70.      In dit stadium wil ik beklemtonen dat de interveniërende regeringen en de Commissie weliswaar een groot deel van hun respectieve opmerkingen hebben gewijd aan de uiteenzetting dat „hun” benadering niet in strijd is met het arrest Lexel – omdat (i) de onderhavige zaak dient te worden onderscheiden van de zaak die heeft geleid tot dat arrest en/of (ii) dat arrest niet kan worden gelezen op de door X voorgestane wijze – maar dat deze uiteenzetting mij niet heeft overtuigd. Uit punt 66 hierboven volgt dat de litigieuze bepalingen van het Nederlandse recht in alle relevante opzichten(28) een treffende gelijkenis vertonen met de regels die aan de orde waren in de zaak Lexel. Met name hebben die regels precies hetzelfde doelwit: groepsinterne leningen die enkel (of hoofdzakelijk) zijn aangegaan om een belastingvoordeel te verkrijgen. Het algemene vraagstuk is dus hetzelfde: of en in hoeverre een dergelijke lening kan worden beschouwd als (een onderdeel van) een „volstrekt kunstmatige constructie” en door de belastingautoriteiten als zodanig kan worden behandeld. Daarbij komt dat het arrest Lexel niet vaag of dubbelzinnig is waardoor het zich op dat punt zou lenen voor verschillende lezingen. Naar mijn mening kan het alleen worden gelezen in de zin waarin X het heeft opgevat.(29) Het Hof heeft namelijk geoordeeld dat geen relevantie toekomt aan het doel waarvoor de lening is aangegaan, en heeft in de plaats daarvan een onderscheid gemaakt tussen leningen die worden aangegaan tegen marktconforme voorwaarden (die het als echt heeft aangemerkt) en die welke niet tegen zulke voorwaarden worden aangegaan (die het als kunstmatig heeft aangemerkt). Derhalve is de enige resterende vraag of het Hof in de onderhavige zaak het arrest Lexel moet bevestigen of ervan moet afwijken.

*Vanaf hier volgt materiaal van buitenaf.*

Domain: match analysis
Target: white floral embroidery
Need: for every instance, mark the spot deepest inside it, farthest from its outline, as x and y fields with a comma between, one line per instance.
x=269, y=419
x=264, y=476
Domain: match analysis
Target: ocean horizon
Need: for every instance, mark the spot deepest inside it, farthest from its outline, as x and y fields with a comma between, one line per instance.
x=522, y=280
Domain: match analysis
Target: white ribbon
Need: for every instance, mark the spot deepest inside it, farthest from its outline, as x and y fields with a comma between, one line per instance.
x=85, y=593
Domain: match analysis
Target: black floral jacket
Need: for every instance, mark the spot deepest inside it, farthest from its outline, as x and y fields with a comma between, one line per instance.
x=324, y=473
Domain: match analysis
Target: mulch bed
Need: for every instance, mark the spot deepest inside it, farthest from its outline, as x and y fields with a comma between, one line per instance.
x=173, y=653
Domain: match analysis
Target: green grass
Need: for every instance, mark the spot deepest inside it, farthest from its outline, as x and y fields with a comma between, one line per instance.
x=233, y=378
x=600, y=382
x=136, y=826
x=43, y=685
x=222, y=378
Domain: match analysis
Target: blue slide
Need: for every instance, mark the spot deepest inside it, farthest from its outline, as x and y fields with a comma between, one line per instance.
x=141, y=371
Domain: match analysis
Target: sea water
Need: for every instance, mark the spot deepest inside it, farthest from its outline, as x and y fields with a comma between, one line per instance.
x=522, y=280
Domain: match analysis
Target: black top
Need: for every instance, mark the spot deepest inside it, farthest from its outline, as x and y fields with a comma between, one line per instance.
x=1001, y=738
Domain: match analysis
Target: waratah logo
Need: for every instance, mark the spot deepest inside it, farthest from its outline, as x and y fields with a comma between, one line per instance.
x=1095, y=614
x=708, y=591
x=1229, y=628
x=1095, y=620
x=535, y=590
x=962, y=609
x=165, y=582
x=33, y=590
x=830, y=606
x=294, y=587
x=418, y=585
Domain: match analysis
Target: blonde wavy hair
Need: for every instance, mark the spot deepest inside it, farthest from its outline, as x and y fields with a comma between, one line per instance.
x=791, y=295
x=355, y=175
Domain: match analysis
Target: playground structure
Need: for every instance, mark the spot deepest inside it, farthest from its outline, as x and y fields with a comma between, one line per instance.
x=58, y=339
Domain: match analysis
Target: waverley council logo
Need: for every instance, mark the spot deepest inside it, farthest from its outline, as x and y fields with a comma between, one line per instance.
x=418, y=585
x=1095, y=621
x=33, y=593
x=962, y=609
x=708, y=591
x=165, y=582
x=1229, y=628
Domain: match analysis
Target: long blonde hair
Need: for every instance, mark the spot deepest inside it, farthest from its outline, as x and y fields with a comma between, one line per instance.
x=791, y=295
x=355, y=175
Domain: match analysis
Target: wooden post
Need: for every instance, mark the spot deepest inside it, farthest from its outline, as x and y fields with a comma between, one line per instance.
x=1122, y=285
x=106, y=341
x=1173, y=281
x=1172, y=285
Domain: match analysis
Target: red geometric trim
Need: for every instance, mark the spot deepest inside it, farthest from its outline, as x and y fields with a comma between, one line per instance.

71.      Mijns inziens is de benadering die de interveniërende regeringen en de Commissie voorstaan, de juiste. Ik verzoek het Hof dan ook met klem om terug te komen van de benadering waarvoor het op dit punt koos in het arrest Lexel.

72.      De door artikel 49 VWEU gewaarborgde vrijheid van vestiging biedt ruimschoots gelegenheid voor fiscale „optimalisatie”. Het Hof heeft meermaals geoordeeld dat Europese groepen van ondernemingen het recht hebben om die vrijheid te benutten door in andere lidstaten dochterondernemingen te vestigen om van een gunstige belastingregeling te profiteren.(30) Zoals X betoogt, had A dan ook het recht om – precies om die reden – C, de interne bank van haar groep, te vestigen in België. Evenzo staat het C vrij om leningen te verstrekken aan andere tot de groep behorende ondernemingen die zijn gevestigd in andere lidstaten, zoals X in Nederland. Grensoverschrijdende groepsinterne leningen zijn als zodanig niet verwerpelijk.(31) Een dergelijke lening kan zonder twijfel betekenen dat de vennootschapsbelastinggrondslag van de kredietnemende onderneming in haar lidstaat van vestiging lager uitvalt. Door de rente over die lening af te trekken van haar belastbare winst, verlaagt die onderneming immers haar belastingschuld in die lidstaat. In feite wordt een deel van de door de kredietnemende onderneming behaalde winst – in de vorm van rentelasten – verschoven van de lidstaat waar deze onderneming gevestigd is naar de lidstaat waar de kredietgevende onderneming gevestigd is. Dat is echter iets wat de lidstaten in beginsel moeten aanvaarden in een geïntegreerde, uniforme markt als de interne markt van de Europese Unie.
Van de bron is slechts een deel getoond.